If you want a piece of marketing to work, you probably want people to understand it. If they don't understand your ad, your commercial, or your business card - you're throwing your money away.
Microsoft Word has an amazing tool that allows you to check the readability of something you've written. I wish more people would learn how to use it. If you find it, it includes two figures such as flesch reading ease and flesch-kincaid grade-level. The tool also tells you the percentage of passive sentences. I'll explain the readability tool in this post.
One of the things I do a lot for my clients is rewrite their text. I rewrite web advertising, print, and direct mail pieces. Most of my clients have great ideas, but have trouble putting them into compelling text.
In general, compelling text is short, active, punchy, and understandable. This doesn't mean dumbed-down. However, marketing communication is not the place to impress people with your vocabulary. Unless you know you are marketing to PhD.s in English literature - keep it real.
If your marketing text is full of words like obsequious, ubiquitous, aromatic, malapropism, etc. - you are losing people.
So how do these reading scales in word work? They are based on a number of factors such as average paragraph length, word length, and number of letters per word. Basically short words, sort sentences, and short paragraphs usually equal easier reading.
The number to pay attention to in is the flesch-kincaid grade level. This roughly equates to grade levels in American schools. So a 13 should be understandable by a Junior in college. The problem is that even most educated people have lower reading levels. A good level to shoot for is around 8.

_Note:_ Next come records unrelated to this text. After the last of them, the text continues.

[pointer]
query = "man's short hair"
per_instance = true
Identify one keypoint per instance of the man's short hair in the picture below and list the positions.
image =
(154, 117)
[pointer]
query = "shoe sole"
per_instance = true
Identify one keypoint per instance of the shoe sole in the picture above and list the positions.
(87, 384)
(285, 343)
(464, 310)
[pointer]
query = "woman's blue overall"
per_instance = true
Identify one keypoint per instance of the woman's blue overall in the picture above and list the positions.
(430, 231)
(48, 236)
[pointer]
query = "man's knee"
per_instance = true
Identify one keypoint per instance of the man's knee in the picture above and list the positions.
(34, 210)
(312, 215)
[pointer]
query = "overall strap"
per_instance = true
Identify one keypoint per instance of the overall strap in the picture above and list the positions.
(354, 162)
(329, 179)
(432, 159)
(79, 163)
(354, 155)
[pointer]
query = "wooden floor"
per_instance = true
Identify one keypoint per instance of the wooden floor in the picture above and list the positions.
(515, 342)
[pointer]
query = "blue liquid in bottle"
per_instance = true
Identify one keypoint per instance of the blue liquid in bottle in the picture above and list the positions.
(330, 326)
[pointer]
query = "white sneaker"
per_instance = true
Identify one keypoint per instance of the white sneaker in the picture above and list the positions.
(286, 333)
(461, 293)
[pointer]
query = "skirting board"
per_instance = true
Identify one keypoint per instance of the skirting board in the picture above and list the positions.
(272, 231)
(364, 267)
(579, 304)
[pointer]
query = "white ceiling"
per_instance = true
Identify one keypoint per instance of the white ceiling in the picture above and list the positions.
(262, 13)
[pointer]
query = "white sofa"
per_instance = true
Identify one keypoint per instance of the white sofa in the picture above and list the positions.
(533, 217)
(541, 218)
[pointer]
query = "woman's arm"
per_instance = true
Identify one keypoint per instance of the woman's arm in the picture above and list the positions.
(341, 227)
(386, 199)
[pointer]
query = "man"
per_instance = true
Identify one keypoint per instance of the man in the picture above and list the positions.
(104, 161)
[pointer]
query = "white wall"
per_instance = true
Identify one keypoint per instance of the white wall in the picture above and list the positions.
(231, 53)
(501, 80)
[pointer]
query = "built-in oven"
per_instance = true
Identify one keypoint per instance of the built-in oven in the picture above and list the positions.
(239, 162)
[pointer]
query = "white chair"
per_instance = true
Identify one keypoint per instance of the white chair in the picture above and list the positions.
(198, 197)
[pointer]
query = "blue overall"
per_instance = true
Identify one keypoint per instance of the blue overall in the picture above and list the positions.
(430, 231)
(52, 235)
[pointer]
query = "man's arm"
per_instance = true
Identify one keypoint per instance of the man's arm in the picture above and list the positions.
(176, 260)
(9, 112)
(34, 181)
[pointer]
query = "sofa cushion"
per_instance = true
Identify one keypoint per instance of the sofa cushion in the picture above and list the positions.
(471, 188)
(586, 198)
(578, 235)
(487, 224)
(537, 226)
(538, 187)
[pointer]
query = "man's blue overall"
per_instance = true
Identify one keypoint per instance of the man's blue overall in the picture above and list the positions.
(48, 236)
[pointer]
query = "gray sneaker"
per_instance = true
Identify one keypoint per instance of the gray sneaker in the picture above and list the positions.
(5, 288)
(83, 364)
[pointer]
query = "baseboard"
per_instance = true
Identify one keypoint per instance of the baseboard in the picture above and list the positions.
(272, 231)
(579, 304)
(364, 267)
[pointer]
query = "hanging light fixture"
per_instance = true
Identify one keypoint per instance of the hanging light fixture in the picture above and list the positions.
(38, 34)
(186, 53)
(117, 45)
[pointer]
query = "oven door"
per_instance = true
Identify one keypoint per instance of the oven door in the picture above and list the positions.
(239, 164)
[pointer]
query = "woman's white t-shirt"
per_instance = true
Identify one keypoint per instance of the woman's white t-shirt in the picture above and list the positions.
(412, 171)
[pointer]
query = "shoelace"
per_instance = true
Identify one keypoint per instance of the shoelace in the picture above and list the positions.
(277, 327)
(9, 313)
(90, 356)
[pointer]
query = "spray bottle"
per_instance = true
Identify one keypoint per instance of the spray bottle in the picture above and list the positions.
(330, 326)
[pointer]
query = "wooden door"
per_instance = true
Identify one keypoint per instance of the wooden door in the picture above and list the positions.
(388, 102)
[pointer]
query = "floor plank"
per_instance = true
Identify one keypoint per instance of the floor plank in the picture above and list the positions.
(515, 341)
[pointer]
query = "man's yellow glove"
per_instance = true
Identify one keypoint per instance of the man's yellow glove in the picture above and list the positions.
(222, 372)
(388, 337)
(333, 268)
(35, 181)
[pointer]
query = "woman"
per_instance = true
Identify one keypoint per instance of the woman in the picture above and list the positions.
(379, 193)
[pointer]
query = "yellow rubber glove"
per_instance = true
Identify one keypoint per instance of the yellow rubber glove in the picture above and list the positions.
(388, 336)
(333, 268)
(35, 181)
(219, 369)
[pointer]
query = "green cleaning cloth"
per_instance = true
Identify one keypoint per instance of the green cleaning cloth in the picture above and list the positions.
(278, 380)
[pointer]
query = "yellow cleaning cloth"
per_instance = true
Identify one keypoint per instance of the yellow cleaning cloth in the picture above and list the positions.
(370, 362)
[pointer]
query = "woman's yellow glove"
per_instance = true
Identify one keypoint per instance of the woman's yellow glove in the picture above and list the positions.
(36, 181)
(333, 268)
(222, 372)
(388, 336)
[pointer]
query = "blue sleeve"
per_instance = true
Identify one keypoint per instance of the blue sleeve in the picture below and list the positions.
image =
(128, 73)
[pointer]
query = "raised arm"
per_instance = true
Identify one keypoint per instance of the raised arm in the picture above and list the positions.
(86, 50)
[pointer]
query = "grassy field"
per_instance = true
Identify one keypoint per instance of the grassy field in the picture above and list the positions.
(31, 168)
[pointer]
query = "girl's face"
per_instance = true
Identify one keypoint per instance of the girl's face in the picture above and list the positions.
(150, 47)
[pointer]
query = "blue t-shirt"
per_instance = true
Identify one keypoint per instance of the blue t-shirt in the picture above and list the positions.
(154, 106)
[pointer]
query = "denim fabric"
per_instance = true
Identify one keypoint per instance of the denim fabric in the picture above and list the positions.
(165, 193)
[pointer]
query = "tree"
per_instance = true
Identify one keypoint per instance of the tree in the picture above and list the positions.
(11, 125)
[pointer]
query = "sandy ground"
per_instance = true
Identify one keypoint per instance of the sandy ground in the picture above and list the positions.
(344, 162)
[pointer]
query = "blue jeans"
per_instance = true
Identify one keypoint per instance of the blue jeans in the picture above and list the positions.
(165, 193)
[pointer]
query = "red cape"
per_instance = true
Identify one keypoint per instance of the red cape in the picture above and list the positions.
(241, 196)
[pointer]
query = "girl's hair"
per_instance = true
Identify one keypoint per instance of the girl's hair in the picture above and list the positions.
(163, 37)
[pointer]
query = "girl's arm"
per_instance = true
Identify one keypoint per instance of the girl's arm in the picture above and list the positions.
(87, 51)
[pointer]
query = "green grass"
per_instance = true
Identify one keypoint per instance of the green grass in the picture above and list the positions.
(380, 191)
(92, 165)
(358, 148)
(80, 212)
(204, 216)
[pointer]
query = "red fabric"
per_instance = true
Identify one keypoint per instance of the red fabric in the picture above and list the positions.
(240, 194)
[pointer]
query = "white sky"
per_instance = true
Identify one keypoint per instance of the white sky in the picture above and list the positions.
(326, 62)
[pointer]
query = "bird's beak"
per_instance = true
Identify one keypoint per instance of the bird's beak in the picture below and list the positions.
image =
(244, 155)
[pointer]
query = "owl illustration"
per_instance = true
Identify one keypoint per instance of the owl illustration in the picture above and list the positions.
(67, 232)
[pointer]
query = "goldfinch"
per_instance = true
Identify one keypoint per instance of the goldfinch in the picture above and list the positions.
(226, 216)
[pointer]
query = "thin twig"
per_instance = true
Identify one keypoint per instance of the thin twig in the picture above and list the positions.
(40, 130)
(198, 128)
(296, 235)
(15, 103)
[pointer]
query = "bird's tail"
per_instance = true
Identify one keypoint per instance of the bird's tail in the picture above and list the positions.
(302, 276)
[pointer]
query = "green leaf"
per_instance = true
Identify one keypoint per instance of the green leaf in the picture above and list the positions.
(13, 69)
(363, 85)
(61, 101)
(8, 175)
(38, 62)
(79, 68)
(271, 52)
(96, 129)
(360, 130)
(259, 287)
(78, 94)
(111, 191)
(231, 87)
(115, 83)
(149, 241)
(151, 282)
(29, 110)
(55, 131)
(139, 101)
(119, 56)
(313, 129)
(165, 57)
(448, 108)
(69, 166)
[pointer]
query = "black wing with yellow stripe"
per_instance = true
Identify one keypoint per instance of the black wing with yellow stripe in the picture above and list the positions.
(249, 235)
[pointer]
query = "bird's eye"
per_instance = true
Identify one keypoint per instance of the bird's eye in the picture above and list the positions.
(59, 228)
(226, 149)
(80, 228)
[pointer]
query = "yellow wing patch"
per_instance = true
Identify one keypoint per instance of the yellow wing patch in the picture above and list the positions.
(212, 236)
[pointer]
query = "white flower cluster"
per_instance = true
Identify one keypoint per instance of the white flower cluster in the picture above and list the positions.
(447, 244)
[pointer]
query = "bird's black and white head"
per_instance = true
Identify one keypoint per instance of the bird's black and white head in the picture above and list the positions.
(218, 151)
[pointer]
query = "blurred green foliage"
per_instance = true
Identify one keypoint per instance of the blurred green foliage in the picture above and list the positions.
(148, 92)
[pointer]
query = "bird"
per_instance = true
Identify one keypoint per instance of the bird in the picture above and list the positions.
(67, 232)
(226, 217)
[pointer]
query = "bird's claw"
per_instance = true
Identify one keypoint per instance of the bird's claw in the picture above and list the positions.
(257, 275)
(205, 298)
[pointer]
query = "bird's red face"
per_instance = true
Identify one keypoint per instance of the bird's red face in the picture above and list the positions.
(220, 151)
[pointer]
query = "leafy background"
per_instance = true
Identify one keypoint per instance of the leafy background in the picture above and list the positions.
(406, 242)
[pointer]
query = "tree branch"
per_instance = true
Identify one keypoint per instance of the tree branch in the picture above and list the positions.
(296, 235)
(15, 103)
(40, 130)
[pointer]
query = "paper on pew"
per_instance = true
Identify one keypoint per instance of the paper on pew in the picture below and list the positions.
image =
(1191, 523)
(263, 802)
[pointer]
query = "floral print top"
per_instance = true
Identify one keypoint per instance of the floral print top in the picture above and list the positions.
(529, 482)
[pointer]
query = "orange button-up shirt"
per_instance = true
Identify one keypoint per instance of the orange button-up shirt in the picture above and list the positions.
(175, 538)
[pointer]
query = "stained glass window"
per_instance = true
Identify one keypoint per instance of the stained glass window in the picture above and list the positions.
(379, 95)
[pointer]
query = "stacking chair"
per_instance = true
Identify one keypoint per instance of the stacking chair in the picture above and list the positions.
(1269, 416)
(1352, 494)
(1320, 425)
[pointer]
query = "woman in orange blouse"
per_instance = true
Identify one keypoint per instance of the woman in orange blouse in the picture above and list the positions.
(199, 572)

Winston Churchill is known for the persuasive speeches that helped England through World War II. I have read that his speeches rate at a 5 or 6 grade level. Nobody calls Winston a dummy.
"War is hell." - Winston Churchill
"There are many horrors in the combat in which we are now engaged." - I just made that up.
Clearly Winston's three word sentence is direct and compelling. You get exactly what he means. The crappy second sentence kind of meanders around the point.
Passive voice weakens your text. You want to get this percentage as close to zero as possible.
"The dog ate the food"
"The food was eaten by the dog"
Yuck, the second example almost doesn't make sense. Passive voice is weak and confusing. Avoid it like the plague when you write.
I once spoke to a court translator who told me that people who are lying almost always use passive voice. Instead of saying, "I broke the lamp," they might say, "the lamp was broken." He would have the judge force the person to use active voice full sentences which translate better.
For some reason, many marketers like to bury their benefits. They write long paragraphs that beat around the bush. Why? If your new pill will cure baldness, tell me up front I will attract more women.
By the way - this post has a flesch-kincaid grade level of 6.